Vision-based Teleoperation of Shadow Dexterous Hand using End-to-End Deep Neural Network
This work addresses the challenge of enabling novice users to teleoperate complex robotic hands for tasks like grasping, though it is incremental as it builds on existing vision-based teleoperation methods.
The paper tackles the problem of intuitive, markerless vision-based teleoperation of dexterous robotic hands by developing TeachNet, an end-to-end deep neural network that directly generates robot joint angles from depth images of the human hand, resulting in more reliable and faster performance than state-of-the-art methods in imitation experiments and grasp tasks.
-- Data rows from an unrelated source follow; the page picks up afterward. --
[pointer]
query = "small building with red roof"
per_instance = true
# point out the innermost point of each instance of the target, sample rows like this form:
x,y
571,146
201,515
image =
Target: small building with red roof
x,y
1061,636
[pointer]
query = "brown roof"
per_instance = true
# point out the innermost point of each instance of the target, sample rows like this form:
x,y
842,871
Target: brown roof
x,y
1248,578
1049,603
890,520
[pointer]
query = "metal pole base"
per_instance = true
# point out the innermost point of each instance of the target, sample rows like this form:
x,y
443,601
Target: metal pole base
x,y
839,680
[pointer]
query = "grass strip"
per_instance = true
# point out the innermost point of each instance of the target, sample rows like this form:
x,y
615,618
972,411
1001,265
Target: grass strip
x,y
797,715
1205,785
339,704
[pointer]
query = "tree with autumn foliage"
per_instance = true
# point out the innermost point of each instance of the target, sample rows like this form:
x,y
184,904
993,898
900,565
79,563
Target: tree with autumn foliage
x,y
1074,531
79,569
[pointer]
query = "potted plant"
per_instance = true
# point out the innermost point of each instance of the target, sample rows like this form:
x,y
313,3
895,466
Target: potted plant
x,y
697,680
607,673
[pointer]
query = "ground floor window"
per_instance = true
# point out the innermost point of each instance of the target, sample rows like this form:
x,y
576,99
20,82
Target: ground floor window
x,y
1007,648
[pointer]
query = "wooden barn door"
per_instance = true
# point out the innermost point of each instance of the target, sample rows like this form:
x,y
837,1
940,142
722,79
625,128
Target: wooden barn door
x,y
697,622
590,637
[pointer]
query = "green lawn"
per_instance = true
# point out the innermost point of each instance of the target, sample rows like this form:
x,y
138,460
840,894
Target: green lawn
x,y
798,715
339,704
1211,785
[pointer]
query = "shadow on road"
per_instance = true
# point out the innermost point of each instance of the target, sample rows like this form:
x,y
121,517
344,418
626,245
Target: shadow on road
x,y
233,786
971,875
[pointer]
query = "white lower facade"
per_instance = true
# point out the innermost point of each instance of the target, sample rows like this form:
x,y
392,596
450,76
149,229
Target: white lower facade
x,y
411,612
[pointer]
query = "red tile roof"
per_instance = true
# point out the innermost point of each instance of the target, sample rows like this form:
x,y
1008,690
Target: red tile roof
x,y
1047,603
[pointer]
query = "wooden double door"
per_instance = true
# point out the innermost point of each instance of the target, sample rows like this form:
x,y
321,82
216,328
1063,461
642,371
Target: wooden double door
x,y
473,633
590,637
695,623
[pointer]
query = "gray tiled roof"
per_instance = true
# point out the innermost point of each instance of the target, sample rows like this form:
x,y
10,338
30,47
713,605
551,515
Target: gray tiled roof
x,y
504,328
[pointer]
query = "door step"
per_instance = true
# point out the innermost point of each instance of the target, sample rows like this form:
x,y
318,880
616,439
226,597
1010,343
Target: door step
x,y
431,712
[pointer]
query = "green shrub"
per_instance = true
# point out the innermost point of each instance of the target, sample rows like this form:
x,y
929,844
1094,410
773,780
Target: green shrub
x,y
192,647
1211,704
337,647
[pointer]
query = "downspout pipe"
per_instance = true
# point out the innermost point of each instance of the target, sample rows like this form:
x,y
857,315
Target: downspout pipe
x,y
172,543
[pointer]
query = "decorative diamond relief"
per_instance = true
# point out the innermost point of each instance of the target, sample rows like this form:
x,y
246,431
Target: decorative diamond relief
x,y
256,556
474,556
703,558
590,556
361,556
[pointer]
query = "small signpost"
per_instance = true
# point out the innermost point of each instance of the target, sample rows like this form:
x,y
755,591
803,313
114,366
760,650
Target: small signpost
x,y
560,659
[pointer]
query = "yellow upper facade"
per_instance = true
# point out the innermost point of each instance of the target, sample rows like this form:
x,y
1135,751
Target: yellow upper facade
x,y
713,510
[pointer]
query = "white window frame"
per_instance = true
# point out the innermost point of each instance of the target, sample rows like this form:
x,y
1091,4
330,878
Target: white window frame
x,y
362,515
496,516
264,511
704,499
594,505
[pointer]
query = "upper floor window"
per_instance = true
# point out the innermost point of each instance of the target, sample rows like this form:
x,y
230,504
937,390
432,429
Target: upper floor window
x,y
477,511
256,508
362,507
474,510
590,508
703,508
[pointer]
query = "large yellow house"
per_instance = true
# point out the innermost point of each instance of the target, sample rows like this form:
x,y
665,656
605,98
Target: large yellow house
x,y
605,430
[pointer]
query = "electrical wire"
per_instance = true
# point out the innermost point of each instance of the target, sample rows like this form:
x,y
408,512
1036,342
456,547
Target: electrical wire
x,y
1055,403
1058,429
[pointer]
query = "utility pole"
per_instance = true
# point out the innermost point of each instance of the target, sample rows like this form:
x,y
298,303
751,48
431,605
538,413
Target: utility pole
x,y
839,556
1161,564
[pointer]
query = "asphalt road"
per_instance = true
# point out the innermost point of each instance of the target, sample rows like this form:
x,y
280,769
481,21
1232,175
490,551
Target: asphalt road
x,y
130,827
In this paper, we present TeachNet, a novel neural network architecture for intuitive and markerless vision-based teleoperation of dexterous robotic hands. Robot joint angles are directly generated from depth images of the human hand that produce visually similar robot hand poses in an end-to-end fashion. The special structure of TeachNet, combined with a consistency loss function, handles the differences in appearance and anatomy between human and robotic hands. A synchronized human-robot training set is generated from an existing dataset of labeled depth images of the human hand and simulated depth images of a robotic hand. The final training set includes 400K pairwise depth images and joint angles of a Shadow C6 robotic hand. The network evaluation results verify the superiority of TeachNet, especially regarding the high-precision condition. Imitation experiments and grasp tasks teleoperated by novice users demonstrate that TeachNet is more reliable and faster than the state-of-the-art vision-based teleoperation method.